'There's no ball for the Cinderella of the NHS' - Herts mental health patients sent 180 miles for beds

PUBLISHED: 08:31 29 September 2015 | UPDATED: 09:51 29 September 2015

Mental health patients in Herts have had to travel up to 180 miles for a bed.

Mental health patients in Herts have had to travel up to 180 miles for a bed.


Mental health patients in Herts had to travel up to 180 miles for a bed because a lack of money has led to a shortage in the county.

The Hertfordshire Partnership NHS Foundation Trust – which manages mental health services – has revealed the number of patients sent out of the county for treatment increased from 29 in 2013-14 to 95 in 2014-15, with most of these placements due to a lack of beds in Herts.

Costs for out-of-area placements for the same period rocketed from £601,000 to £1.68 million, with patients sent as far afield as Leeds and Manchester.

Patrick Newman, spokesman for the East and North Herts Independent Health Monitoring Group, said: “The increase in out-of-area placement is simply astonishing.

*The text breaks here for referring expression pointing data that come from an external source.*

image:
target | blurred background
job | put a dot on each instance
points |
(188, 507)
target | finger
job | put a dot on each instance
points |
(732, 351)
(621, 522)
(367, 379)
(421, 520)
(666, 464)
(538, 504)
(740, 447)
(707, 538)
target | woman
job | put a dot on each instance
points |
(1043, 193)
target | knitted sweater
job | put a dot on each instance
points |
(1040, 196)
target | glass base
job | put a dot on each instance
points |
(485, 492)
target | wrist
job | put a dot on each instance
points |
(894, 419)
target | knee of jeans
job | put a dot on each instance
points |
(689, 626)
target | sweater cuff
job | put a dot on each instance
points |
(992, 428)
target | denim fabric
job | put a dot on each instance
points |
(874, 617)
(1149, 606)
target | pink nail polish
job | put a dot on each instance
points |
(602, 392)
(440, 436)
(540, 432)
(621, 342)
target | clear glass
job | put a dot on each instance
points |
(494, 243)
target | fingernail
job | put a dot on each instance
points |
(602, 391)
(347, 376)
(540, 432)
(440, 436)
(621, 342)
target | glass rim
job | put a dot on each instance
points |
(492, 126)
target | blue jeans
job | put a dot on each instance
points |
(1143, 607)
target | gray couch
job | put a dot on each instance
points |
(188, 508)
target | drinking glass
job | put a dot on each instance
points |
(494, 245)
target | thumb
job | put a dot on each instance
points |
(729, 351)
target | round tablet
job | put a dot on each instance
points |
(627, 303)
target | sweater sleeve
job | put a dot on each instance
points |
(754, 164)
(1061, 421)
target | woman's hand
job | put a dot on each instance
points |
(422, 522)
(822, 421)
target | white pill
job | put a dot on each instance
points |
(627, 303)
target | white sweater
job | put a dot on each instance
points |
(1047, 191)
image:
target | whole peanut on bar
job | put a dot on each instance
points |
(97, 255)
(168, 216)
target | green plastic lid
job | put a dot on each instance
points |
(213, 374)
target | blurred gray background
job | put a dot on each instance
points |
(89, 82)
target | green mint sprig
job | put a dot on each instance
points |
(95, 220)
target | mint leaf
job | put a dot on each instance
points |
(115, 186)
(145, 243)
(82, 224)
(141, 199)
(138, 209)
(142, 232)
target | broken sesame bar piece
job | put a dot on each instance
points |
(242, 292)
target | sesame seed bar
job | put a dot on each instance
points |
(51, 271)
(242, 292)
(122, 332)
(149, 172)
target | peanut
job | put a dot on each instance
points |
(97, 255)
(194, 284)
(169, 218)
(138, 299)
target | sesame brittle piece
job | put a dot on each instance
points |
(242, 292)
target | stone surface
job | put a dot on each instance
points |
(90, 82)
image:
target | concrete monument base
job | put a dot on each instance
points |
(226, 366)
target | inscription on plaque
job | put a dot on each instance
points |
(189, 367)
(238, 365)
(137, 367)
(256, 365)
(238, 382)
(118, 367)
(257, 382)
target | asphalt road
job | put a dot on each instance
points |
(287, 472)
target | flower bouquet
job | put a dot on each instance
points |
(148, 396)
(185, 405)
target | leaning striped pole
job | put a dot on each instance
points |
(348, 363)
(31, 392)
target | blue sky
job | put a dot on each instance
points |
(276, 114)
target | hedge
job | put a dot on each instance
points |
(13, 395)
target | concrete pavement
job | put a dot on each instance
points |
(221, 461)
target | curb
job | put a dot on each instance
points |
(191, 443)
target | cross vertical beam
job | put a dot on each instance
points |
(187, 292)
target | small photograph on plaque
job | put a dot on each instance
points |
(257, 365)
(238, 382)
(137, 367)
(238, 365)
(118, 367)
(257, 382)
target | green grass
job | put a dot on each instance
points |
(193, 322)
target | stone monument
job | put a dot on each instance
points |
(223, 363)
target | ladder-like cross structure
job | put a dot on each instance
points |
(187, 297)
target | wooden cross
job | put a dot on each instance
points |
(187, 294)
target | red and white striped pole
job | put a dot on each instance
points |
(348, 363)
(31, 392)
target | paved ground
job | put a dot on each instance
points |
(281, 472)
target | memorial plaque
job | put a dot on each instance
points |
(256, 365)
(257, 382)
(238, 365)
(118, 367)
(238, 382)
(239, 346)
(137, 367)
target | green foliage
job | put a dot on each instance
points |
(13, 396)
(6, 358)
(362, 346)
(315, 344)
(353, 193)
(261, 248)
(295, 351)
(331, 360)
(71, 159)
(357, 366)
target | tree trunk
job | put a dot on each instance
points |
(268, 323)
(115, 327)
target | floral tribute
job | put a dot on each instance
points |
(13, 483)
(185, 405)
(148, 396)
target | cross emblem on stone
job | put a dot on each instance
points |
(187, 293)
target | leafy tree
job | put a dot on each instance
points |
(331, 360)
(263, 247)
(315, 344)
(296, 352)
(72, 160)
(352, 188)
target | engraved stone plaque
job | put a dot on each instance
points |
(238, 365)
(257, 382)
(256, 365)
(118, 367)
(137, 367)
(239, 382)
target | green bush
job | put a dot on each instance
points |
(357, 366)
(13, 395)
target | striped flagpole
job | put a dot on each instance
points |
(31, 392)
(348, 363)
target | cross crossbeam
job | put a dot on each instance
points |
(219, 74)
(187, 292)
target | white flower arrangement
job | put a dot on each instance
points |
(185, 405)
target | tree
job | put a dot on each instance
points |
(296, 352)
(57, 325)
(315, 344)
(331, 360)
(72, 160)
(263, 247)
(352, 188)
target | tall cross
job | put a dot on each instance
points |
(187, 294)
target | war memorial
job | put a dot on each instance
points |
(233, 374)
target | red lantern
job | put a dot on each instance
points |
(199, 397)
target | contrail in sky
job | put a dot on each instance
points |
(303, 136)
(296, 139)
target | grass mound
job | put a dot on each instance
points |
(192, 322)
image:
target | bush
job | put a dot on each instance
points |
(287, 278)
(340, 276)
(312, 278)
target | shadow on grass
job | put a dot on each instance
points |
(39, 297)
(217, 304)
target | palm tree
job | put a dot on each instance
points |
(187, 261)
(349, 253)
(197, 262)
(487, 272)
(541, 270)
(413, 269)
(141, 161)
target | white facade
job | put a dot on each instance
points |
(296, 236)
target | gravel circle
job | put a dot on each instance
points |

“Patients are taken away from any support network they may have in place, and it’s just adding to the difficulty of returning to good mental health. Some of these patients are children, of course. I don’t know how they manage to survive.

“There have been cuts to the mental health tariff and the service is not far off being in crisis. Excessive use of the private sector and a shortage of beds shows this.

“There’s no ball for this Cinderella of the NHS.”

A spokesman for the NHS trust said: “The demand on acute admission beds has continued to be high over the past financial year, in line with the national picture, and funding has not always matched this surge, with mental health and learning disability services often taking a back seat to the financial demands of physical healthcare. This has sometimes meant we have been unable to meet this demand within our own bed capacity.”

When asked if sending a patient out of the area for treatment is detrimental, the spokesman said: “Decisions to place service users in non-HPFT beds are not taken lightly and all alternatives are always considered first. However, this needs to be balanced against ensuring the person is able to access the appropriate care and treatment they require as quickly as possible.

“All HPFT service users placed in out-of-area beds are regularly monitored by our clinical team and their ongoing care and discharge plans are supported by us.”

The NHS trust said it is taking steps to mitigate its current bed pressures by improving the management system and ensuring alternative services to admission – such as crisis teams, acute day treatment units and host families – are fully utilised.